FHWA Grants Exemptions to Drivers

The Federal Highway Administration used new authority granted by the Transportation Equity Act for the 21st Century to issue exemptions from federal standards to 24 truck drivers with deficient eyesight.

The 24 drivers all had exemplary safety records, but did not meet federal motor carrier safety standards which require drivers to have at least 20/40 vision in each eye.

The agency has been looking into how good vision must be to operate a truck safely ever since a 1992 test program which granted similar exemptions to 2000 drivers with impaired vision in one eye.

In response to a lawsuit filed by Advocates for Highway and Auto Safety in 1994, a federal court ruled that FHWA could not prove the program would not jeopardize safety and shut it down.



FHWA continued with its program anyway and later allowed the drivers who participated to continue driving even after the test ended.

Twelve more exemptions were issued in June by FHWA, after a Minnesota truck driver successfully challenged federal vision standards under the Americans with Disabilities Act.

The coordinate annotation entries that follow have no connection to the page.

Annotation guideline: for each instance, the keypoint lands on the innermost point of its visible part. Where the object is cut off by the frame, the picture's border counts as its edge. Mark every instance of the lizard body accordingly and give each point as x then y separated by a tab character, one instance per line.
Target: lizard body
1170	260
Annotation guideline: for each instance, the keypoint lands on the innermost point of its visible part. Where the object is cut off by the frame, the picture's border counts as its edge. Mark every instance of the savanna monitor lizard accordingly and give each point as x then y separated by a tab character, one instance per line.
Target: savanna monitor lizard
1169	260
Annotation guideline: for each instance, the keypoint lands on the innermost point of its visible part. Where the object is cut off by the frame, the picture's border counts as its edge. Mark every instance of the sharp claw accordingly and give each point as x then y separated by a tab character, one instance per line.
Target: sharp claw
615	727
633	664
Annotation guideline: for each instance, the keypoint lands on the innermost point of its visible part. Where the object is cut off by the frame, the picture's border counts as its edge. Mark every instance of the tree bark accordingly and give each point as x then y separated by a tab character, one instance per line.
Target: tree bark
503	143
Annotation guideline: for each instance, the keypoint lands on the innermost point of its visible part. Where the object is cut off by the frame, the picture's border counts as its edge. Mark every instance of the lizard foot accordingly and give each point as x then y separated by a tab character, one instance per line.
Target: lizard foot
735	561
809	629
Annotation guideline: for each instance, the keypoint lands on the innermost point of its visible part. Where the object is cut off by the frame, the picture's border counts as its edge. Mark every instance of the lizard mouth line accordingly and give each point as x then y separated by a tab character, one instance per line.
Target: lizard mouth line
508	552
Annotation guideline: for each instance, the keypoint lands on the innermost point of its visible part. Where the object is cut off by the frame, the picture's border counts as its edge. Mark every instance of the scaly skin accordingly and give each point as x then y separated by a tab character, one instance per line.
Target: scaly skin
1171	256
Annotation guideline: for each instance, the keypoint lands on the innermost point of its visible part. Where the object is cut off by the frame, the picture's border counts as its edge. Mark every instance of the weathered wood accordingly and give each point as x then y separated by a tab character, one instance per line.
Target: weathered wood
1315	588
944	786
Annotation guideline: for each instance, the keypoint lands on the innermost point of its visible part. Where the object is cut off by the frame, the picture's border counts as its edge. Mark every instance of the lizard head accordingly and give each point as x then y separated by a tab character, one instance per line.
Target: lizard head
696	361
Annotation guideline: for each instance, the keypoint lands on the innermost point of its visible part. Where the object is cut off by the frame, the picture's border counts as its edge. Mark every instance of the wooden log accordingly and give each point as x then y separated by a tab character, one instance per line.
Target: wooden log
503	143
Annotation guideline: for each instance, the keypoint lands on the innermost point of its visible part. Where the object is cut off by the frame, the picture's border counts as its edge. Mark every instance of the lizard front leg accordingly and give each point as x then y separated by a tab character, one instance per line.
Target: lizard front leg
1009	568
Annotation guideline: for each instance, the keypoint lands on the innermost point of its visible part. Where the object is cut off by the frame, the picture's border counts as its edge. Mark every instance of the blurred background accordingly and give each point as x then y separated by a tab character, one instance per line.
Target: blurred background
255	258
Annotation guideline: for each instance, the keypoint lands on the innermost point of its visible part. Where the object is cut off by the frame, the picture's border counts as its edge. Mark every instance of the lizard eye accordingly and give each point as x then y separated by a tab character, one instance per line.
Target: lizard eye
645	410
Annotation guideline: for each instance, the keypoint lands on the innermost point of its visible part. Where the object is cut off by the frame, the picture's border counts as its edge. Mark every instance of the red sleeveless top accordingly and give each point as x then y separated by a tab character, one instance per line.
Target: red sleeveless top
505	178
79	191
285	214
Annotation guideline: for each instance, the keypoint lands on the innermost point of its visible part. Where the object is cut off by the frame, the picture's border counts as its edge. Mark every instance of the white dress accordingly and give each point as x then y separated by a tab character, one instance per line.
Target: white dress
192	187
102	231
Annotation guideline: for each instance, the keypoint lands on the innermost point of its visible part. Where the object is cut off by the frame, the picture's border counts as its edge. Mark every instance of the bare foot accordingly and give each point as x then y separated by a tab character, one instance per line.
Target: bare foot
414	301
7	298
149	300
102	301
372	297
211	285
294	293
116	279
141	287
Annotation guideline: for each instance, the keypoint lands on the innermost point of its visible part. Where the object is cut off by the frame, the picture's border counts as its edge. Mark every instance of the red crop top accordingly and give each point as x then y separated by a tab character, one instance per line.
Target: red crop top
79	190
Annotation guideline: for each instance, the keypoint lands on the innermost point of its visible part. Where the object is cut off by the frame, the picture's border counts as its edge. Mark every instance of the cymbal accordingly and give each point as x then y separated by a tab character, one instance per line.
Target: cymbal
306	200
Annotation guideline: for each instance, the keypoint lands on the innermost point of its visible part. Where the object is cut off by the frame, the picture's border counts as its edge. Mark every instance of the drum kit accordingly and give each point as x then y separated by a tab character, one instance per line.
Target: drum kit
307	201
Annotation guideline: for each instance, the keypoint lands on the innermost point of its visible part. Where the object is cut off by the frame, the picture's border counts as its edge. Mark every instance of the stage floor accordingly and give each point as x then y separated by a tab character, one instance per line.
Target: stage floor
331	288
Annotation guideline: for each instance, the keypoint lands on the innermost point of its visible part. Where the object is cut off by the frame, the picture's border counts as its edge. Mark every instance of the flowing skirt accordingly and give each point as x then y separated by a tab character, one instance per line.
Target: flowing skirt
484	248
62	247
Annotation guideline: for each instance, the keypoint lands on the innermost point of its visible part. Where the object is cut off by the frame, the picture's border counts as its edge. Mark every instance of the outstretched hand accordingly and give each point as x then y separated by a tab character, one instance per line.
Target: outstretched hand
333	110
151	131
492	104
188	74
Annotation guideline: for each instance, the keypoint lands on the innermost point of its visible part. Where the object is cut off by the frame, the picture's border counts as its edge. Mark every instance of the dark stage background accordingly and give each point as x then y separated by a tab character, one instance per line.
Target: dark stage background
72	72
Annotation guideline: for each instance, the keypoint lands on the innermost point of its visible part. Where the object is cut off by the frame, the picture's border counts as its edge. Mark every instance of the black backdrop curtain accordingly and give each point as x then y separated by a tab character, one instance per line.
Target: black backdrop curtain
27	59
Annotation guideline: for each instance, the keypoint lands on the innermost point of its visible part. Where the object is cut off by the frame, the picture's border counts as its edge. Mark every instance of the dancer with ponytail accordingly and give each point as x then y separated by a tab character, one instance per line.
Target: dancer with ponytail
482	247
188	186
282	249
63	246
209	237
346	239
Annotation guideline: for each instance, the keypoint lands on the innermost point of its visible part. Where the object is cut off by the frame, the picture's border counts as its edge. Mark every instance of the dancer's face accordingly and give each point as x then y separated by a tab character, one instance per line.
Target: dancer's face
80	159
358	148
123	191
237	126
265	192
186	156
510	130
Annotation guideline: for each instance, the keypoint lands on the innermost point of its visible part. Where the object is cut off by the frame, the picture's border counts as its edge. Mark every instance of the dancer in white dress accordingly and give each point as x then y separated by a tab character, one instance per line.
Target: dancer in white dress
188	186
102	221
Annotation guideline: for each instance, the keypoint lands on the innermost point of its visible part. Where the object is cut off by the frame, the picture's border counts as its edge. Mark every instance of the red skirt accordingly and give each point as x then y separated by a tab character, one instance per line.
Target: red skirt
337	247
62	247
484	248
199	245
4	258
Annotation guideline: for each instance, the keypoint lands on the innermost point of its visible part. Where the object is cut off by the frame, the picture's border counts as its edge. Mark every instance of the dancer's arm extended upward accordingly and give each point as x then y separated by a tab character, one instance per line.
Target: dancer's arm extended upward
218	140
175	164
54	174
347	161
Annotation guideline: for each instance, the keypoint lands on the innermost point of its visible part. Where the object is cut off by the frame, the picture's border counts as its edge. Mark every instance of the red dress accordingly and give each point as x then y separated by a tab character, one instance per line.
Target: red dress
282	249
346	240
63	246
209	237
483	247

However, with the passage of TEA-21, the multi-billion dollar highway funding bill Congress passed earlier this year, FHWA was granted even more latitude to grant waivers and exemptions, not just of driver qualification rules like the vision requirements, but of other regulations like hours of service, maintenance and inspection standards as well.

"There’s a whole range of potential inquiries and requests under the new waiver provisions," said Paul Brennan, Director of FHWA's Office of Motor Carrier Research and Standards. "I think in the beginning we’ll probably be over-involved with the physical qualifications, primarily vision, but after that there are many other possibilities."